Jerry Ostroski

No. 60
- Position: Guard

Personal information
- Born: July 12, 1970 (age 55) Collegeville, Pennsylvania, U.S.
- Listed height: 6 ft 3 in (1.91 m)
- Listed weight: 320 lb (145 kg)

Career information
- High school: Owen J. Roberts (Pottstown, Pennsylvania)
- College: Tulsa (1988–1991)
- NFL draft: 1992: 10th round, 271st overall pick

Career history
- Kansas City Chiefs (1992)*; Atlanta Falcons (1993)*; Buffalo Bills (1993–2001);
- * Offseason and/or practice squad member only

Awards and highlights
- First-team All-American (1991); Tulsa Golden Hurricane Jersey No. 55 retired;

Career NFL statistics
- Games played: 106
- Games started: 102
- Fumble recoveries: 6
- Stats at Pro Football Reference

= Jerry Ostroski =

American football player (born 1970)

Gerald Ostroski Jr. (born July 12, 1970) is an American former professional football player who was an offensive lineman for the Buffalo Bills in the National Football League (NFL). He played college football for the Tulsa Golden Hurricane.

==College career==
After a standout high school career at Owen J. Roberts High School, Jerry Ostroski played college football at The University of Tulsa, starting every game as a sophomore, junior, and senior. He was selected first-team All-American in 1991 after leading TU to a 10–2 season and victory in the Freedom Bowl. In 1999, Ostroski was named to Tulsa's All-Century Team. On October 27, 2018, Tulsa retired Ostroski’s No. 55 jersey.

==Professional career==
Ostroski was selected in the tenth round of the 1992 NFL Draft by the Kansas City Chiefs. Ostroski played 106 games (8 years) in the NFL, all with the Bills; he started 102 games at the center, offensive guard, and offensive tackle positions. In his 7th year, 2000, the last of three under head coach Wade Phillips, Ostroski was the starting center in all 16 games. However, in 2001, Ostroski showed his versatility again and moved to right guard.

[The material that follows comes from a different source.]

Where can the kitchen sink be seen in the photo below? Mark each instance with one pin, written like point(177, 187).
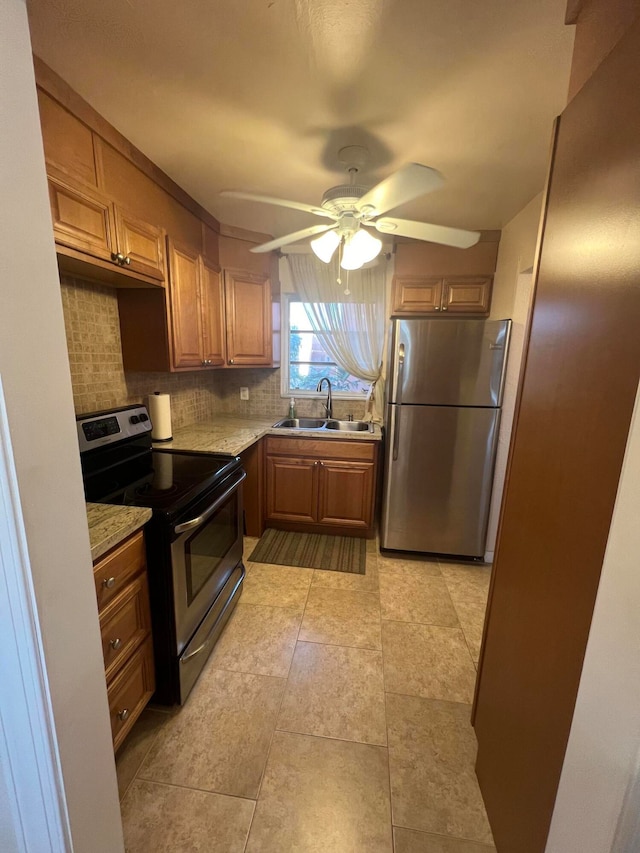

After recovering from a broken leg in the 2001 preseason, he injured a knee late in the season versus the Atlanta Falcons. Ostroski won the Ed Block Courage Award in 2001.

Due to his knee injury, Ostroski retired on August 27, 2002. At the time of his retirement, he was the longest serving member of the Buffalo Bills. Ostroki's durability and versatility are illustrated by the number of games stated at four different positions: 34 at center, 32 at right guard, 26 at right tackle and 10 at left guard.